Po trzech godzinach, przy pomocy Animal Patrolu, udało nam się wspólnie złapać obie suczki. Kobietę zawieziono do szpitala psychiatrycznego, a psy trafiły do kliniki. Jedna z suczek – Layla ma złamany kręgosłup, nie kontroluje oddawania moczu i kału. Żyła w swoich odchodach od tak dawna, że do końca życia będzie miała problemy z pęcherzem i drogami moczowymi. Druga suczka – Oliwka jest w dużo gorszym stanie psychicznym. Musiała być bita, kopana, przeganiana, mimo że opiekunka zapewniała nas o swojej miłości do obu suczek. Boi się każdego ruchu i spojrzenia.

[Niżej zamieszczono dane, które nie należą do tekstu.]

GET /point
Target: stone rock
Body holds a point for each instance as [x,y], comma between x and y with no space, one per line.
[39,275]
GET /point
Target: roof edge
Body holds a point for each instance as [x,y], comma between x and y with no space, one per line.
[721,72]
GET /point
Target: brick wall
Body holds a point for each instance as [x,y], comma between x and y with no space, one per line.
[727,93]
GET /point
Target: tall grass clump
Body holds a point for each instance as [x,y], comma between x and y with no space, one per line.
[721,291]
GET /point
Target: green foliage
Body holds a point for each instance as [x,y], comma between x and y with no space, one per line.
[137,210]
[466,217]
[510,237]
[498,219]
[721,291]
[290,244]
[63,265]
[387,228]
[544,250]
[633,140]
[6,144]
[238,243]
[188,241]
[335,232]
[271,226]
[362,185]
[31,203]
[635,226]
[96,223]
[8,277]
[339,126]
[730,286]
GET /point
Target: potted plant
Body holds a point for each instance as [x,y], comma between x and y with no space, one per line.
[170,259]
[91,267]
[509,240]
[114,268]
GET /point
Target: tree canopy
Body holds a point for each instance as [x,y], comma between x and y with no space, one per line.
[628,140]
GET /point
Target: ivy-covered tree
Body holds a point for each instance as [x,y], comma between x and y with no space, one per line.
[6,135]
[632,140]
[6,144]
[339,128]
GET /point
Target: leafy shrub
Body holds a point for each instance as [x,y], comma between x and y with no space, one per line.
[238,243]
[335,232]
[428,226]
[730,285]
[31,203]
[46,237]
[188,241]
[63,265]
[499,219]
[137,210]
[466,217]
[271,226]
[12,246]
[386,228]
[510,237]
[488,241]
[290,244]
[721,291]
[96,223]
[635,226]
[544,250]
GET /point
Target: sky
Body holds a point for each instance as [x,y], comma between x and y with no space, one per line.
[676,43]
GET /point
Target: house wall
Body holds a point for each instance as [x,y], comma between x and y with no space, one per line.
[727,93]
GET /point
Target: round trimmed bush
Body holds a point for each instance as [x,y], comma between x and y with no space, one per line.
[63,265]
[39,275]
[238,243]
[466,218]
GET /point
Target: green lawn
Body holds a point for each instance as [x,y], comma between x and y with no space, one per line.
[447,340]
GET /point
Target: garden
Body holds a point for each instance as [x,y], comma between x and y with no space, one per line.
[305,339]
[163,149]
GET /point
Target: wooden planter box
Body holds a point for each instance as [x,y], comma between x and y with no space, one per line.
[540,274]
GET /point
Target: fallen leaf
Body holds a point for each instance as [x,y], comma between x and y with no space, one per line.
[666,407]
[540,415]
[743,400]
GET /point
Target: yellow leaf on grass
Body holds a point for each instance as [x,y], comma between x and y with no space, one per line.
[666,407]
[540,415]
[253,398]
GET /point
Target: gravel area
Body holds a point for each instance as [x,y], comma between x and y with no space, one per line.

Te psy nie znają człowieka od dobrej strony. Nie znają świata zewnętrznego, zapachów, świeżego powietrza. Nie miały nic, oprócz tej potwornie zapuszczonej izby, w której nie było warunków do życia dla żadnej żywej istoty. Czy uda nam się im pomóc? Nie wiemy… Ale będziemy próbować. Spróbujemy pokazać im normalność i życie poza czterema ścianami.